Three resistors of some resistance (ohms) are put in series and the measured total resistance is 24 ohm. Now, if the same three resistors are connected in parallel to each other and the total resistance measured for this combination is Rp, would the value of Rp ever reach 1.8 ohm or 4.4 ohm?
Also how would you set-up the equations to solve such a question?

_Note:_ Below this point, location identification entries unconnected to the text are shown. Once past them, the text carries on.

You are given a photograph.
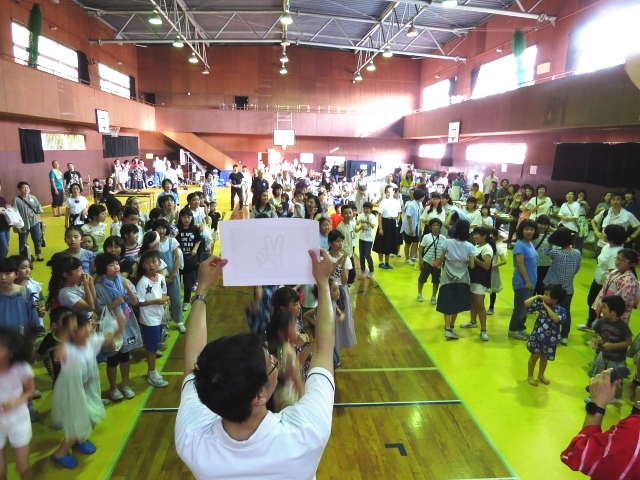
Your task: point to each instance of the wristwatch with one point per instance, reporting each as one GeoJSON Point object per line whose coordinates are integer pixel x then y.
{"type": "Point", "coordinates": [592, 408]}
{"type": "Point", "coordinates": [203, 298]}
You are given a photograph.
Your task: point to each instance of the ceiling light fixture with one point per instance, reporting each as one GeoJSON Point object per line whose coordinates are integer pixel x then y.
{"type": "Point", "coordinates": [286, 19]}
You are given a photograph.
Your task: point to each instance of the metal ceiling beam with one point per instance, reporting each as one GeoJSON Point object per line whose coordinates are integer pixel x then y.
{"type": "Point", "coordinates": [277, 42]}
{"type": "Point", "coordinates": [541, 17]}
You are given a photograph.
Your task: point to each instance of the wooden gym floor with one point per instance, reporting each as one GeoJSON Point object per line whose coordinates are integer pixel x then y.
{"type": "Point", "coordinates": [409, 404]}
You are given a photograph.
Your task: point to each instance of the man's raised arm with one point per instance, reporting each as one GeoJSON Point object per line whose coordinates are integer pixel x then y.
{"type": "Point", "coordinates": [196, 336]}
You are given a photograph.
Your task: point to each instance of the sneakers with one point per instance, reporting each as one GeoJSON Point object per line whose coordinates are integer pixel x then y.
{"type": "Point", "coordinates": [157, 381]}
{"type": "Point", "coordinates": [127, 392]}
{"type": "Point", "coordinates": [518, 335]}
{"type": "Point", "coordinates": [85, 447]}
{"type": "Point", "coordinates": [451, 335]}
{"type": "Point", "coordinates": [116, 395]}
{"type": "Point", "coordinates": [67, 461]}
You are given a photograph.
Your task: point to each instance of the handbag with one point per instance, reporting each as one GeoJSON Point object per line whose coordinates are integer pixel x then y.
{"type": "Point", "coordinates": [13, 218]}
{"type": "Point", "coordinates": [107, 324]}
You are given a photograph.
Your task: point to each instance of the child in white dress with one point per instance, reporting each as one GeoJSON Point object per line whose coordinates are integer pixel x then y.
{"type": "Point", "coordinates": [77, 405]}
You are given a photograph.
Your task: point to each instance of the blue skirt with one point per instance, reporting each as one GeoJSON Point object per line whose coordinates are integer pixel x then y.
{"type": "Point", "coordinates": [454, 298]}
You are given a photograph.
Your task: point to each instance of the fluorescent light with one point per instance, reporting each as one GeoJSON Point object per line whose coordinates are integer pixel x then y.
{"type": "Point", "coordinates": [497, 152]}
{"type": "Point", "coordinates": [286, 19]}
{"type": "Point", "coordinates": [431, 151]}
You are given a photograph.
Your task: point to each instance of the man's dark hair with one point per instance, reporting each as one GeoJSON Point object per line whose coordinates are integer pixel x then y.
{"type": "Point", "coordinates": [616, 304]}
{"type": "Point", "coordinates": [229, 373]}
{"type": "Point", "coordinates": [103, 260]}
{"type": "Point", "coordinates": [556, 292]}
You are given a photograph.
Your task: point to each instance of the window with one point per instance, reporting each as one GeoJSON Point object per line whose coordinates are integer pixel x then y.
{"type": "Point", "coordinates": [497, 152]}
{"type": "Point", "coordinates": [113, 81]}
{"type": "Point", "coordinates": [63, 141]}
{"type": "Point", "coordinates": [436, 95]}
{"type": "Point", "coordinates": [432, 151]}
{"type": "Point", "coordinates": [500, 75]}
{"type": "Point", "coordinates": [595, 52]}
{"type": "Point", "coordinates": [52, 56]}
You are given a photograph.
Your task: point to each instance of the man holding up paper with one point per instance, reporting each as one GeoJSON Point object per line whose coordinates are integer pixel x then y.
{"type": "Point", "coordinates": [223, 429]}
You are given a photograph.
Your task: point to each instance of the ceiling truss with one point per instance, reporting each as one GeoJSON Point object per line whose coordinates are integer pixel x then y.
{"type": "Point", "coordinates": [386, 30]}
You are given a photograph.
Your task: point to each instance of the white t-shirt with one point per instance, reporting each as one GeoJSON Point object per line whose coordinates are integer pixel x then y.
{"type": "Point", "coordinates": [606, 263]}
{"type": "Point", "coordinates": [366, 232]}
{"type": "Point", "coordinates": [286, 445]}
{"type": "Point", "coordinates": [76, 208]}
{"type": "Point", "coordinates": [12, 381]}
{"type": "Point", "coordinates": [543, 207]}
{"type": "Point", "coordinates": [151, 315]}
{"type": "Point", "coordinates": [390, 208]}
{"type": "Point", "coordinates": [573, 211]}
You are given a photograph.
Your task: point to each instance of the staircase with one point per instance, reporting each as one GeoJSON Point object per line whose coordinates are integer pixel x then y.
{"type": "Point", "coordinates": [194, 144]}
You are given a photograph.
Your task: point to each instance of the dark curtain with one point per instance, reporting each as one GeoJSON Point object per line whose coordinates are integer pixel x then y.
{"type": "Point", "coordinates": [83, 67]}
{"type": "Point", "coordinates": [452, 86]}
{"type": "Point", "coordinates": [607, 165]}
{"type": "Point", "coordinates": [474, 78]}
{"type": "Point", "coordinates": [573, 53]}
{"type": "Point", "coordinates": [132, 87]}
{"type": "Point", "coordinates": [31, 146]}
{"type": "Point", "coordinates": [447, 158]}
{"type": "Point", "coordinates": [114, 147]}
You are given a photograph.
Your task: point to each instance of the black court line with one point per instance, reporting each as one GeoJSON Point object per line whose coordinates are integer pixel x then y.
{"type": "Point", "coordinates": [343, 405]}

I have tried to use the general resistor formulas to solve such an question:

r1 + r2 + r3 = 24 ohm

1/r1 + 1/r2 + 1/r3 = 1/Rp

But I cannot come up with a logical reason for this question. Would you be able to help me solve this conundrum?

Answer 1

Start by assuming 2 of the 3 resistors have the same value (\$R_1\$) and so the series equation is: -

$$24 = 2R_1+R_2$$ And therefore

$$R_1 = \dfrac{24-R_2}{2}$$

Next substitute 2 lots of R1 in the parallel resistor equation: -

$$\dfrac{2}{24-R_2} +\dfrac{2}{24-R_2} + \dfrac{1}{R_2} = \dfrac{1}{1.8}$$

$$=\dfrac{4}{24-R_2} + \dfrac{1}{R_2} = \dfrac{1}{1.8}$$

$$=\dfrac{24-R_2+4R_2}{24R_2 - R_2^2} = \dfrac{1}{1.8}$$

Then manipulate the algebra and solve the implied quadratic equation to find a value of R2 of 2.7205 ohms (1st solution). This implies R1 = 10.63975 ohms.

In series (R1 + R1 + R2) they equal 24 ohms and, in parallel they equal 1.8000 ohms.

The 2nd solution to the quadratic yields R2 = 15.8795 ohms and this means R1 is 4.06025 ohms. In series they are 24 ohms and in parallel they are also 1.8 ohms.